Notch signaling pathway in hypothalamic-pituitary gland development and disease

The pituitary is the master gland coordinating growth, fertility, metabolism and the body's response to stress. To exert these effects, the anterior pituitary has distinct cell types that produce thyroid-stimulating hormone (TSH), adrenocorticotropic hormone (ACTH), luteinizing hormone (LH), follicle-stimulating hormone (FSH), growth hormone (GH), and prolactin (PRL). If the development or function of these cells in the pituitary gland is disrupted, two main diseases result. Hypopituitarism, defined as loss of at least one pituitary hormone, occurs in 1:4000 births. Only a small number of cases are caused by known genetic mutations. The other main category of pituitary disease, tumor formation, is very common, with an incidental prevalence of 30% at autopsy. The genetic causes of pituitary tumors are largely unknown and could result from the loss or gain of function of a normal developmental process.

Research in my laboratory is focused on understanding the role of cell-cell signaling during pituitary development. We hypothesize that the Notch signaling pathway may play an important role in the proliferation and lineage specific differentiation of progenitor cells in the embryonic pituitary. The Notch signaling pathway is an evolutionarily conserved mechanism that orchestrates cell fate choices in a broad spectrum of developmental systems.

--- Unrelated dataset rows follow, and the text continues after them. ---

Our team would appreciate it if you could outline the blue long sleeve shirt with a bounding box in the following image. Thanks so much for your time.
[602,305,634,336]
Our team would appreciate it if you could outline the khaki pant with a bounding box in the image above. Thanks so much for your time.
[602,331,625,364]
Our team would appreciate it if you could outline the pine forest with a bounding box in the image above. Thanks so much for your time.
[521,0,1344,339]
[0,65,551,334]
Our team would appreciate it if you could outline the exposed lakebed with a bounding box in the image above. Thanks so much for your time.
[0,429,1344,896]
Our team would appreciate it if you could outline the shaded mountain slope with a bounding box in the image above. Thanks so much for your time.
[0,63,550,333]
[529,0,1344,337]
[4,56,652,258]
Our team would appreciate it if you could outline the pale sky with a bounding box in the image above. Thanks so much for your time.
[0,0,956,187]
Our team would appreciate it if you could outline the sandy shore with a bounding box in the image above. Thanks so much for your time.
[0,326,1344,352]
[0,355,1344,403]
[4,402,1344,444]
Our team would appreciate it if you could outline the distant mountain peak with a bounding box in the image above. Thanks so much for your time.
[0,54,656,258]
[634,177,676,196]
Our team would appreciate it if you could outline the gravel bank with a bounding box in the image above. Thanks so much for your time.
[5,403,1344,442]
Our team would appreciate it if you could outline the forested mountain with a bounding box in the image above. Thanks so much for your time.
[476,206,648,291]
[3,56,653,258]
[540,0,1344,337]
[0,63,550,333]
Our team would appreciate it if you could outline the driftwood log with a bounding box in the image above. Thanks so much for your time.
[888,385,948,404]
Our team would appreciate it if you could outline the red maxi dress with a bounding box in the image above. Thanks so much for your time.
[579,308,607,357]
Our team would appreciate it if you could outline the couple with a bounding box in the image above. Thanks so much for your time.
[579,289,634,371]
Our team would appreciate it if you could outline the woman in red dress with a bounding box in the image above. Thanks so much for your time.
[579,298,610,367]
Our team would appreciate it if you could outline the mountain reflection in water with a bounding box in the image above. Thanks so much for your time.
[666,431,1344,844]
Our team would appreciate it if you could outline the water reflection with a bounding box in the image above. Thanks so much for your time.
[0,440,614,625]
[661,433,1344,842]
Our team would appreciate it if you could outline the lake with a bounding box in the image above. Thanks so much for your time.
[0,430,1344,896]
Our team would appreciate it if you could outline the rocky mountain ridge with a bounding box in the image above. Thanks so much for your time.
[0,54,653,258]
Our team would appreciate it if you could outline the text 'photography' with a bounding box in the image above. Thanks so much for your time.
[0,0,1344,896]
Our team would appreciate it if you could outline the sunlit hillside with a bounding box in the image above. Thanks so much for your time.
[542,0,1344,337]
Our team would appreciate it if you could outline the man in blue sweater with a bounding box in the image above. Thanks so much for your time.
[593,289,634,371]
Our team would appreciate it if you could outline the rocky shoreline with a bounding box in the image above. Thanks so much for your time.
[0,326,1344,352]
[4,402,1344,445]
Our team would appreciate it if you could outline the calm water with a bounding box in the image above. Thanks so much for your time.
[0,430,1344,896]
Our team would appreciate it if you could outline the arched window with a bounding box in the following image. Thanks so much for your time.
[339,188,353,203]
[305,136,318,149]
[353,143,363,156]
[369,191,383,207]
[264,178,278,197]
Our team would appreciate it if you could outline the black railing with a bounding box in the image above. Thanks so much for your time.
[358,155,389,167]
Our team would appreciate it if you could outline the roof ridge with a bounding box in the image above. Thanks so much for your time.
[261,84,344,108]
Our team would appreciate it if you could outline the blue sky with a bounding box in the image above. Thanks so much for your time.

The core pathway includes two transmembrane ligands, (Delta and Jagged), a transmembrane receptor (Notch), a coactivator (CSL/Rbpsuh) and a downstream transcription factor (Hes). Many components of the Notch pathway are present in the developing pituitary, but their function in this system is unknown.

We are interested in uncovering the role of Notch signaling in the normal development of the pituitary and in pituitary disease. We are exploring if Notch signaling is necessary and sufficient for obtaining the full complement of cells in the pituitary by employing transgenic and knockout mice. These studies also take advantage of molecular genetic techniques and whole animal physiology.